Choosing a comparison
| Two independent groups |
t.test(y ~ g) (Welch); Wilcoxon rank-sum |
prop.test / fisher.test |
| Paired / pre-post |
t.test(pre, post, paired = TRUE); Wilcoxon signed-rank |
McNemar |
| > 2 groups, continuous |
aov(y ~ g); Kruskal-Wallis |
chi-square |
Effect sizes
| Mean difference + 95% CI |
primary for continuous |
| Cohen’s d |
standardised mean difference |
| Hedges’ g |
small-sample correction of d |
| Risk ratio (RR) / odds ratio (OR) |
two proportions |
| Risk difference |
absolute, clinically intuitive |
effectsize::cohens_d(y ~ g)
Two proportions
prop.test(c(tA, tB), c(nA, nB)) # asymptotic
fisher.test(matrix(c(tA, nA - tA,
tB, nB - tB), 2)) # exact, small cells
Report RR (or OR) with 95% CI, not just the p-value.
Correlation
| Pearson |
linear association, continuous |
bivariate normal, no outliers |
| Spearman |
monotonic association |
rank-based, robust |
| Kendall |
concordant/discordant pairs |
robust, slow on large data |
cor.test(x, y, method = "spearman")
Non-parametric tests
| Wilcoxon rank-sum (Mann-Whitney) |
two-sample t |
| Wilcoxon signed-rank |
paired t |
| Kruskal-Wallis |
one-way ANOVA |
| Sign test |
paired t, when even ranks fail |
Power and sample size
pwr::pwr.t.test(d = 0.5, power = 0.80, sig.level = 0.05,
type = "two.sample")
| two-sample t |
pwr.t.test |
| two proportions |
pwr.2p.test, pwr.2p2n.test |
| correlation |
pwr.r.test |
| one-way ANOVA |
pwr.anova.test |
Simulation-based power for anything the textbooks skip: simr::powerSim.
Reporting with gtsummary
library(gtsummary)
trial |>
tbl_summary(by = arm, statistic = list(all_continuous() ~ "{mean} ({sd})")) |>
add_p() |>
add_overall()
Decision rule for Week 4
- Ask: one-group, two-group, paired, or many-group?

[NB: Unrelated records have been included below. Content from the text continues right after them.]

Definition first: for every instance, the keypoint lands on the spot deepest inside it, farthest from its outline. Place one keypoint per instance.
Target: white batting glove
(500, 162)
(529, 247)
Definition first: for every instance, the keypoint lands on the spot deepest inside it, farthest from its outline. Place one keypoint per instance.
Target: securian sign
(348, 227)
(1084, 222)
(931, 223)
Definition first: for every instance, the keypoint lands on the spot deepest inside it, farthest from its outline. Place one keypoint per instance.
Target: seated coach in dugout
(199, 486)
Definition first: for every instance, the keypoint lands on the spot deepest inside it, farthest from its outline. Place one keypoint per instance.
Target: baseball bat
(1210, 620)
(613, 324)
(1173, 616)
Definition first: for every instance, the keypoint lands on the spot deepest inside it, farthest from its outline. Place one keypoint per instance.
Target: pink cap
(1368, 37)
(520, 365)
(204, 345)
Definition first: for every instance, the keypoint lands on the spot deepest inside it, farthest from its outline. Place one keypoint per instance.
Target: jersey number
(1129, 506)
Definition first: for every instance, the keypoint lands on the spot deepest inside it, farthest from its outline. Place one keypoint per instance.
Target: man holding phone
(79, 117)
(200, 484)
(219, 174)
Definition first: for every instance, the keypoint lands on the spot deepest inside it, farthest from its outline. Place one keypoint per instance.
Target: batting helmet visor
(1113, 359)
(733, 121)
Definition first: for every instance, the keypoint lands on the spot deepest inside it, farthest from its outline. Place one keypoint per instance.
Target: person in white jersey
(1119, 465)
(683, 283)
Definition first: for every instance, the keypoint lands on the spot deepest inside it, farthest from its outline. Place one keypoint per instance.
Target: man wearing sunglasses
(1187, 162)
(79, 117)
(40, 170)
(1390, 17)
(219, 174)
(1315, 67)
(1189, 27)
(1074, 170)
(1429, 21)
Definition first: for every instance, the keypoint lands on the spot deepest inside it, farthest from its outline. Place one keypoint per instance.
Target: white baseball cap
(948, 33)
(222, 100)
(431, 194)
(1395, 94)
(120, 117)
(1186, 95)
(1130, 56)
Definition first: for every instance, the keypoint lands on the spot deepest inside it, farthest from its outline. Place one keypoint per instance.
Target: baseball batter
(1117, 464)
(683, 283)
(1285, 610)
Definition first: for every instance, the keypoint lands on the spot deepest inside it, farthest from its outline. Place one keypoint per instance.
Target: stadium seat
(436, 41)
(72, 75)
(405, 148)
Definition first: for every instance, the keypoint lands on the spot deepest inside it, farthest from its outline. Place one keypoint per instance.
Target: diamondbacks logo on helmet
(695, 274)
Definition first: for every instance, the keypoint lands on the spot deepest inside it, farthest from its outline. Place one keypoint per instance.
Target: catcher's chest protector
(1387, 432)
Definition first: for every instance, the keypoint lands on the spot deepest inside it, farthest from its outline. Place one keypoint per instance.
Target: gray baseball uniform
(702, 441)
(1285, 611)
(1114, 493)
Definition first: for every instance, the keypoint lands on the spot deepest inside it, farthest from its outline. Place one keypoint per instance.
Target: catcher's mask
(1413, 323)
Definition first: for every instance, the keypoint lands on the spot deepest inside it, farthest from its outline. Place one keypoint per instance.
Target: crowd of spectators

- Check: normal-ish, or should I use a rank-based test?
- Report: point estimate + 95% CI + effect size; p-value last, not first.
Common pitfalls
- Equal-variance t-test (default in some languages) when variances differ.
- Reporting OR when the audience expects RR (or vice versa).
- Forgetting that the p-value of a paired test depends on the pairing.
- Chaining correlations until one is “significant”.